Va ricordato che oltre ai 14 Paesi menzionati nel documento, anche con la Spagna e la Grecia sono previsti accordi affinché vengano ripresi indietro i migranti che riuscivano ad arrivare in Germania, nonostante fossero già registrati nelle banche dati europee. «La Grecia e la Spagna sono pronte ad accogliere i richiedenti asilo che in futuro saranno identificati dalle autorità tedesche al confine tedesco-austriaco e che hanno una registrazione Eurodac in uno di quei due Paesi», aveva spiegato due giorni fa Merkel, riferendosi alla banca dati dell'Ue sull'asilo.

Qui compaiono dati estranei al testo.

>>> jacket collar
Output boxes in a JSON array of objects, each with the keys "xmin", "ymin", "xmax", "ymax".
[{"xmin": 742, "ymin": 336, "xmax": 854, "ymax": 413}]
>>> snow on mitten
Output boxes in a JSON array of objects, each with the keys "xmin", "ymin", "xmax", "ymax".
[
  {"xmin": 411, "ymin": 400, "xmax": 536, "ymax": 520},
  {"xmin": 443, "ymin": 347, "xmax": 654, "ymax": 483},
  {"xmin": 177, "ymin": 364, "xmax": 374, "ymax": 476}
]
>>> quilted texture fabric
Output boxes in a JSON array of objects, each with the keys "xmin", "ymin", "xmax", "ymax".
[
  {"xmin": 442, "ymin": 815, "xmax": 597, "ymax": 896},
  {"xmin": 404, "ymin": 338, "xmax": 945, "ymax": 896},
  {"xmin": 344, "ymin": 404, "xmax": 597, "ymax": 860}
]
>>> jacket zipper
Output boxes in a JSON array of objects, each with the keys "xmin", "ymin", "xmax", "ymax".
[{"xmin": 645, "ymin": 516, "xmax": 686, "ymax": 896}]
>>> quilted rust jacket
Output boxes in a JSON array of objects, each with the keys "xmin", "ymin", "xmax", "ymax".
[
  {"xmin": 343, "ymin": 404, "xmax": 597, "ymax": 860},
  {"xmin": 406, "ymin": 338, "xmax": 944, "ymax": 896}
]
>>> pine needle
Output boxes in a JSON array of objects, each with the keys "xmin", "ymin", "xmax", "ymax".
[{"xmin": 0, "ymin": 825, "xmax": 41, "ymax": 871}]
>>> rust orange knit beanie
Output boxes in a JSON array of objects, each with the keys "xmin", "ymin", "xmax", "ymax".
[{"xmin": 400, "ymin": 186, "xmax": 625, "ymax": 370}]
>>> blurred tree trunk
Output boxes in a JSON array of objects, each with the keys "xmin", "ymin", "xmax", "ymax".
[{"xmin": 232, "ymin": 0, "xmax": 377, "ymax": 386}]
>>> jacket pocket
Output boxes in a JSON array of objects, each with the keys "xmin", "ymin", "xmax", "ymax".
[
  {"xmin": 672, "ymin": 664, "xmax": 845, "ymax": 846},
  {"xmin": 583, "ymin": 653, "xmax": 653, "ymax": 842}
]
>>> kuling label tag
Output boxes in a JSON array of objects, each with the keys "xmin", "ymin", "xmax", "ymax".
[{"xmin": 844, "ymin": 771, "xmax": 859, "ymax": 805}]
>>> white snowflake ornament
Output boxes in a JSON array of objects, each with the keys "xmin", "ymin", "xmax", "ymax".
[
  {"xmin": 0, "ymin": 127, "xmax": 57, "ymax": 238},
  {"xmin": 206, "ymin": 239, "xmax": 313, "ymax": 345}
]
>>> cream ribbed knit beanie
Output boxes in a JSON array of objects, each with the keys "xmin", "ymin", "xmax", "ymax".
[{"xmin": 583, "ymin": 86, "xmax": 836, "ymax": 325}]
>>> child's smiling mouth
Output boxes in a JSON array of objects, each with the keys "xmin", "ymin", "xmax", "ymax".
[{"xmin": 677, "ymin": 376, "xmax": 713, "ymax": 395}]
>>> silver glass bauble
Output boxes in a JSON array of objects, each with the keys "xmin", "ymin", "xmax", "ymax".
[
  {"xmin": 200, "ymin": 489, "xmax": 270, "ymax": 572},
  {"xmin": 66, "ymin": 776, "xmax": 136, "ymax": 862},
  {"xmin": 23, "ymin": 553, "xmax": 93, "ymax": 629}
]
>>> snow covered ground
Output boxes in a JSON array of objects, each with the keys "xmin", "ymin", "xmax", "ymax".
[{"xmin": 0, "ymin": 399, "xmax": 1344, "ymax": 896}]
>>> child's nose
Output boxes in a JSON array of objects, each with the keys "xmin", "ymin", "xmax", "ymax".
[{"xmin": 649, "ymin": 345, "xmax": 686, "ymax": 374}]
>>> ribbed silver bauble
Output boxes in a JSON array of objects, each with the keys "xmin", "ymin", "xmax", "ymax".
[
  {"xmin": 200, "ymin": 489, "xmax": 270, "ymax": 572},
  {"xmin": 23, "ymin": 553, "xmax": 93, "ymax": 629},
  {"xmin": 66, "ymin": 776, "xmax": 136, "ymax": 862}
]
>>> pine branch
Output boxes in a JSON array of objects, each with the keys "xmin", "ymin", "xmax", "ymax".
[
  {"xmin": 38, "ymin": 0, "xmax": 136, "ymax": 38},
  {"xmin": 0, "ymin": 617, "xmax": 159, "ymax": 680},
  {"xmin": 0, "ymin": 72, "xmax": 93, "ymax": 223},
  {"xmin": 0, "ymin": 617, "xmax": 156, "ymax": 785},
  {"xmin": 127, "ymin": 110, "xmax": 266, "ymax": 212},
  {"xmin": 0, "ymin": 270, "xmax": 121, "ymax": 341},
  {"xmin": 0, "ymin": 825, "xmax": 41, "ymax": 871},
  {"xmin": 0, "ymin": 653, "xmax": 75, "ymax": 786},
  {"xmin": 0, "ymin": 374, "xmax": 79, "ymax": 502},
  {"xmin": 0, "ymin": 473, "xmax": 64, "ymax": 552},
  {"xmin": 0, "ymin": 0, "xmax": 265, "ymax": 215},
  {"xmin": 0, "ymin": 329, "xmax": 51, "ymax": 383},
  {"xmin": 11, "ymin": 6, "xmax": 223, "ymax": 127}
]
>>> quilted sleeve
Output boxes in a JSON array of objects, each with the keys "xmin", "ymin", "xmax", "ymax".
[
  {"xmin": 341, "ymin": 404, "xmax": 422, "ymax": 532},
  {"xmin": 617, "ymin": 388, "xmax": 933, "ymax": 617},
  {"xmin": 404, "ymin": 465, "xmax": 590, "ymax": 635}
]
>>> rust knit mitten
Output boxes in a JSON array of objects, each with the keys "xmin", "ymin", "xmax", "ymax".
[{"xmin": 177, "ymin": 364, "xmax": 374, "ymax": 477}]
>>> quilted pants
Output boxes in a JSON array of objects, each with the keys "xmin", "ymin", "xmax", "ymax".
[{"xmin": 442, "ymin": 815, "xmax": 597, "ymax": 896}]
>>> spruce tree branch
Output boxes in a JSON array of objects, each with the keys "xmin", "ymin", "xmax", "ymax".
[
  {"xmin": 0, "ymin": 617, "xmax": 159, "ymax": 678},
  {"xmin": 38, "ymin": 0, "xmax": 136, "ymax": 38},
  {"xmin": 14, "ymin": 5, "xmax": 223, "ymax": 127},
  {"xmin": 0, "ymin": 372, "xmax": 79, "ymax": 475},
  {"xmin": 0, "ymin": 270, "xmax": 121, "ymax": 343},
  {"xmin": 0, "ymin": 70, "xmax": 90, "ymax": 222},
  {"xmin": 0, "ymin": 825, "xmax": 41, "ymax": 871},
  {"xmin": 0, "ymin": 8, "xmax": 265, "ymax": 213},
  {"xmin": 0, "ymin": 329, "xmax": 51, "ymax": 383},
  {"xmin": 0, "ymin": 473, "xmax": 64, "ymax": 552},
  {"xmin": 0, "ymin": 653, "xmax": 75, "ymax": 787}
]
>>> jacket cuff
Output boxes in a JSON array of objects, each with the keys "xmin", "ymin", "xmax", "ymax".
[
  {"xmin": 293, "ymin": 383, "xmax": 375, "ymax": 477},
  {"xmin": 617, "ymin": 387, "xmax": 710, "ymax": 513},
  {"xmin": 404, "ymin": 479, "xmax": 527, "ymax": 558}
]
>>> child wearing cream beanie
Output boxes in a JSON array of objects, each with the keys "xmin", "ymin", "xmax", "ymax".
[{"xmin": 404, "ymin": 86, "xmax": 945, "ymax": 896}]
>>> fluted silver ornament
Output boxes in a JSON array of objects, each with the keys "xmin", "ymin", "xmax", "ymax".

Il ministro dell'Interno tedesco Horst Seehofer, della Csu, aveva dato tempo a Merkel fino a fine giugno per raggiungere una soluzione europea all'immigrazione, minacciando che altrimenti avrebbe avviato i respingimenti al confine con la Germania dei migranti che arrivino dopo essersi registrati in altri Paesi Ue, provocando una possibile crisi di governo. A questo punto Merkel raggiungendo questi accordi con 14 Paesi, tra cui tutti quelli del cosiddetto gruppo di Visegrád, sembra aver scongiurato un possibile scontro con l'ala più conservatrice della sua coalizione, la Csu bavarese.

Intanto trapelano le prime indiscrezioni su cosa abbia promesso la Germania agli altri 14 Paesi: in particolare sembra che Angela Merkel intenda inviare agenti di polizia tedeschi per aiutare a rafforzare i controlli sui confini esterni della Ue in Bulgaria entro la fine di agosto. Inoltre, sarà rafforzata la presenza dell'agenzia europea di confine Frontex in Grecia lungo i confini con Macedonia ed Albania. «Dobbiamo essere preparati a sostenere Slovenia e Croazia con i controlli di confine se necessario», afferma ancora la cancelliera nel documento visionato dalla agenzia tedesca Dpa.